Je peux être assez efficace à ce jeu. Et je pense que si je suis encore en vie aujourd’hui, je la dois à cette aptitude particulière. Que je retrouve chez certaines bêtes que j’ai pu croiser, sauvages ou domestiques. Ne jamais, mais alors jamais se laisser faire, jusqu’à l’épuisement s’il le faut. Je n’ai que très, très rarement été ce que je suis en première nature, à savoir l’exact contraire. Insouciant, joueur, comme un jeune loup. Mais il me suffit d’une seule ombre au tableau et immédiatement, mes sens sont aux aguets et moi prêt à déguerpir, les poings déjà serrés. C’est complètement et absolument incompréhensible pour le commun. Seul quelques amis savent le pourquoi et connaissent mes réactions. Amis triés sur le volet.

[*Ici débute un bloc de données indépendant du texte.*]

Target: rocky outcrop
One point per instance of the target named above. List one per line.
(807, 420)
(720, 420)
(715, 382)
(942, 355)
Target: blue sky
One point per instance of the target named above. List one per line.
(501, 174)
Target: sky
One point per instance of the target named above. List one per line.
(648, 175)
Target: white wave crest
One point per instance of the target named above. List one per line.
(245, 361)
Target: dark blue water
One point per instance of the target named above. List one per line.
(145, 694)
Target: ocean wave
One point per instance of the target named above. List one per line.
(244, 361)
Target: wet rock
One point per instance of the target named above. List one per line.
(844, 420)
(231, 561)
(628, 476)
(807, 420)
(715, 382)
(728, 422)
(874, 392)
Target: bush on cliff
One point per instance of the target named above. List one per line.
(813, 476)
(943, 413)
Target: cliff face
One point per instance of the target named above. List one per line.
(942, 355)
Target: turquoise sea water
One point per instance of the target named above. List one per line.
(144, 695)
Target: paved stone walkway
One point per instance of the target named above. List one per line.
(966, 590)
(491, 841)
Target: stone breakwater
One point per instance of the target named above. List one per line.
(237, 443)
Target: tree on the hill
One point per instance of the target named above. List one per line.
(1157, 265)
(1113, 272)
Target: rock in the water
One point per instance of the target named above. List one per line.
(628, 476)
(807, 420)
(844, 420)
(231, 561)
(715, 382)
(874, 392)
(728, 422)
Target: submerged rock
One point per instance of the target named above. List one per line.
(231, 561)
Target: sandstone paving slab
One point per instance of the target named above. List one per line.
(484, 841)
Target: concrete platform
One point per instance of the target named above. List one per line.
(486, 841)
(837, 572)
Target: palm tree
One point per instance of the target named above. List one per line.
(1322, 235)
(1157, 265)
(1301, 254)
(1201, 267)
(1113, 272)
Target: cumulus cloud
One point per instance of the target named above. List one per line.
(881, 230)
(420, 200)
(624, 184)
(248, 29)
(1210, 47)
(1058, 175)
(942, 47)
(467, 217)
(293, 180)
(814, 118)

Alors, j’ai fait mienne cette seconde nature, qui est de fait devenue ma nature pleine et entière, et dans certains rares moments, je me laisse aller à être un peu moi. Force est de constater malgré tout que ma méfiance, qui jamais ne me quitte, me rend parfois étranger à ce que je vis, comme détaché, pas complètement là. Je crois comprendre que c’est justement pour recoller un peu à ces moments qu’on me pousse bienveillamment à l’écriture, mais c’est une chose que j’avais seul commencer à explorer, d’abord par le dessin, puis par la photographie. C’est diablement compliqué, par ce truchement qui n’est qu’un filtre au fond, d’essayer de renouer avec ce que je suis, profondément, comme petit à petit débarrassé de mes réflexes de vieux loup. Enfin accessible à l’émerveillement et à la beauté des choses.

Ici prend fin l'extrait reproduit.